While theological laypeople, including many women, are currently discussing with Pope Francis I in the Vatican how the church could become more contemporary and diverse, Holzinger is resorting to old images of Catholicism. A naked woman swings as a human clapper in a large church bell. Naked nuns masturbate. The possibility of a celibate existence as a religious in the sense of female self-determination is not up for debate.

Artistic freedom does not require good taste

What Holzinger is performing is clearly covered by artistic freedom; there should be no debate about it. Wiener Festwochen, Mecklenburgisches Staatstheater and Stuttgarter Staatsoper, where “Sancta” has been performed so far, have fulfilled their duty of care towards the audience and warned in advance about the impending, possibly psychologically challenging impositions.

As ordered, high-ranking clergy in Austria criticized the “disrespectful satire of the Holy Mass” (Innsbruck’s Bishop Hermann Glettler) and complained that “religious feelings and beliefs of believers were being seriously hurt” (Salzburg’s Archbishop Franz Lackner). At the performances in Schwerin, there were no protests of this kind due to the lack of Catholic personalities; the naked women satisfying each other on a neon cross excited the audience significantly less – with the exception of one visitor who told an NDR reporter that he had “The necessary depth” was missing.

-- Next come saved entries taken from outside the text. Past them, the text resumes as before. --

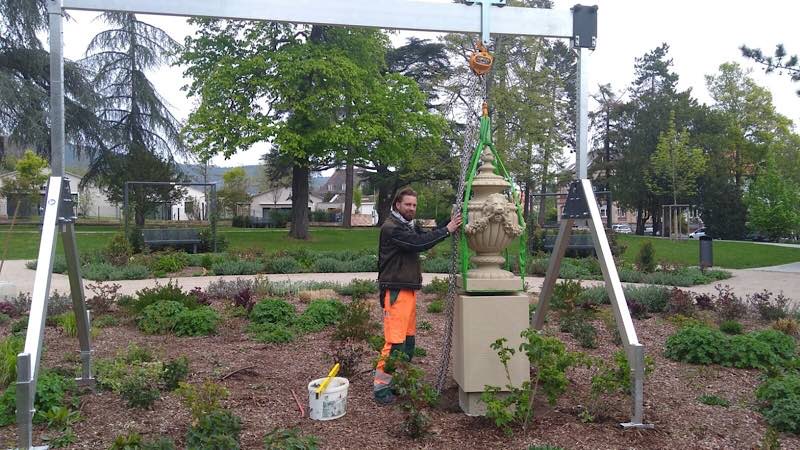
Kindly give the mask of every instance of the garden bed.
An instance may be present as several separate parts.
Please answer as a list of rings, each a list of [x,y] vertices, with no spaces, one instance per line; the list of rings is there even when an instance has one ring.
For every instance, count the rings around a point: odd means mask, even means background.
[[[313,293],[303,291],[331,288],[336,288],[336,296],[343,303],[350,303],[349,296],[343,294],[352,293],[352,289],[323,284],[275,285],[271,288],[271,297],[282,298],[303,311],[308,307],[308,300],[314,297]],[[324,292],[330,296],[332,291]],[[368,304],[371,318],[377,322],[380,310],[374,297],[374,293],[369,294]],[[445,315],[429,312],[428,308],[439,298],[436,293],[421,294],[417,309],[417,345],[424,348],[427,355],[414,362],[425,371],[424,379],[428,382],[436,375],[445,330]],[[237,303],[242,301],[236,300]],[[369,449],[506,449],[545,444],[564,449],[756,448],[767,432],[754,395],[762,373],[754,369],[692,365],[666,358],[665,343],[683,319],[668,319],[660,313],[635,321],[639,340],[654,362],[644,392],[645,420],[655,425],[654,430],[619,427],[620,422],[630,419],[629,398],[619,394],[604,399],[606,407],[602,414],[591,422],[584,422],[586,418],[582,412],[590,399],[591,372],[577,367],[568,371],[566,393],[557,403],[549,406],[537,400],[535,416],[528,429],[514,428],[511,435],[496,428],[489,419],[461,413],[457,406],[457,387],[449,380],[438,406],[428,411],[432,419],[430,434],[420,440],[411,439],[402,432],[404,411],[396,405],[378,406],[372,400],[370,361],[376,356],[375,352],[365,357],[358,365],[357,374],[350,377],[347,414],[334,421],[315,422],[300,417],[292,391],[307,409],[308,382],[324,376],[332,365],[328,346],[334,328],[300,334],[287,343],[264,344],[253,339],[248,332],[250,321],[236,314],[231,303],[231,298],[213,300],[211,307],[221,317],[218,331],[197,337],[144,334],[130,316],[115,307],[105,316],[97,315],[95,323],[105,321],[109,326],[97,330],[93,358],[95,361],[113,358],[131,344],[149,349],[163,361],[186,357],[189,383],[213,381],[230,393],[222,406],[241,418],[241,446],[245,449],[264,448],[265,435],[276,427],[296,427],[302,434],[313,435],[320,448]],[[609,316],[609,307],[597,308],[588,319],[597,330],[596,348],[582,348],[572,334],[559,331],[558,317],[563,311],[553,311],[549,315],[545,333],[562,340],[568,350],[613,360],[619,347],[613,343],[612,328],[604,320]],[[699,318],[694,320],[702,321],[703,314],[697,316]],[[742,323],[744,331],[768,326],[754,317]],[[1,325],[0,335],[11,334],[13,326],[12,321]],[[79,368],[77,339],[67,336],[63,327],[48,326],[44,343],[43,368],[65,374],[72,374]],[[726,400],[730,405],[701,403],[698,398],[703,395]],[[77,409],[81,420],[72,425],[75,441],[68,448],[109,448],[115,437],[131,432],[150,440],[168,437],[175,441],[177,448],[184,448],[191,426],[190,413],[175,392],[162,391],[151,409],[132,409],[120,395],[98,390],[81,395]],[[36,425],[35,442],[41,443],[42,436],[50,433],[45,425]],[[14,425],[0,429],[0,447],[13,446],[15,435]],[[783,448],[800,448],[797,435],[784,433],[780,440]]]

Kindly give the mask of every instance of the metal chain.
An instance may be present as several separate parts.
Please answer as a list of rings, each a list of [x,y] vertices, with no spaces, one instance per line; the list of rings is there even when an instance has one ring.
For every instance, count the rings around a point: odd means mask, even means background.
[[[486,79],[485,77],[475,77],[472,78],[473,83],[469,87],[469,93],[467,97],[467,102],[469,103],[468,107],[472,107],[475,105],[475,99],[479,96],[479,91],[483,91],[481,97],[485,99],[486,95]],[[479,109],[480,110],[480,109]],[[464,137],[464,144],[461,148],[461,172],[459,173],[458,177],[458,192],[456,193],[456,207],[461,208],[461,204],[464,201],[464,190],[466,189],[466,177],[467,177],[467,170],[469,170],[469,163],[472,160],[472,154],[475,151],[475,145],[478,142],[478,126],[477,123],[480,121],[480,114],[474,114],[467,120],[467,124],[472,124],[473,122],[476,126],[472,126],[467,128],[467,135]],[[450,241],[450,276],[448,278],[447,284],[447,297],[445,299],[445,335],[444,335],[444,345],[442,346],[442,354],[439,357],[439,371],[436,374],[436,392],[441,393],[442,388],[444,387],[445,379],[447,378],[447,373],[450,369],[450,350],[453,345],[453,310],[455,308],[455,297],[456,297],[456,280],[458,278],[458,261],[459,252],[458,252],[458,243],[461,239],[461,231],[458,230],[452,235],[452,239]]]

Viennese actionism in queer feminist

While the performance artist Hermann Nitsch, who died in 2022 and who combined crucifixion scenes with sexual depictions in his 1969 performance “Maria Conception”, was still faced with a broad front of Catholic excitement and even had to leave the country at times, Holzinger’s provocation spectacle seems like a pale farce of that. Even if conservatism and right-wing politics are on the rise again, they still lack the right addressee.

Florentina Holzinger's ancestors: The Viennese performance artist Hermann Nitsch provoked people with similar motifs in the 1960s

Florentina Holzinger’s ancestors: The Viennese performance artist Hermann Nitsch provoked people with similar motifs in the 1960s

© Viennareport / Imago Images

Rather, the question arises as to whether Holzinger, with her brutal aesthetics, is perhaps using the very means that she wants to combat. Parts of the Stuttgart ensemble are said to feel taken by surprise and abused. Nobody asked them if they would like to be part of this performance with their artistic contribution. In this respect, Holzinger is part and even at the top of a hierarchy that she claims to be fighting. Patriarchal structures do not get better by being exercised by women.